Australia — MORE than 200,000 homes and properties across Victoria will be exempted from red tape and extra building costs after a review of their bushfire risk.
The properties have been removed from maps of bushfire-prone areas that were drawn up in the wake of the Black Saturday fires.
But almost 120,000 properties that are considered susceptible to ember attack will be subject to the bushfire regulations for the first time.
Planning Minister Matthew Guy said the mapping review came after consultation and included input from the CFA, MFB and government departments.
“As towns grow, as our state evolves there will always be revisions of bushfire maps and there will always be bushfire planning regulation assessments,” he said.
Mr Guy said properties removed from maps of fire-prone areas would save about $3000 in home building costs and $200 on a bushfire attack-level assessment.
“It is important to make sure bushfire planning areas are accurate, up to date and reflect conditions on the ground,” he said.
The review has resulted in a net reduction of about 117,000 properties subjected to bushfire regulations.
This includes 11,700 in Frankston, 13,198 in Geelong, 9858 in Kingston, 6838 in Nillumbik, 10,755 in Ballarat and 7356 in Mildura.

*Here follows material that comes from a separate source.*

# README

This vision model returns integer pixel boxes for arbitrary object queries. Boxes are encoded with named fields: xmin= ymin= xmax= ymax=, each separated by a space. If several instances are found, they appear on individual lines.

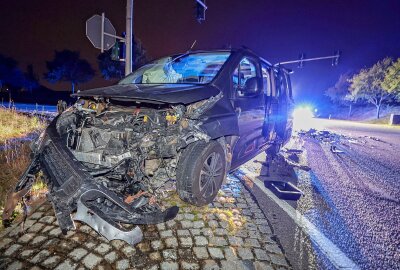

Statewide mapping of fire-prone areas was undertaken following a recommendation of the 2009 Bushfires Royal Commission.
Urban Development Institute of Australia state executive director Tony De Domenico said his organisation had been lobbying for common-sense changes to ensure that those not at risk were removed from the maps.
But in a related issue, a stand-off between a council and other parties continues over the issuing of building permits for the Botanic Ridge estate in Cranbourne South.
Casey Council is yet to issue permits and is at loggerheads with the Government and developers over the monitoring of bushfire regulations for proposed new housing.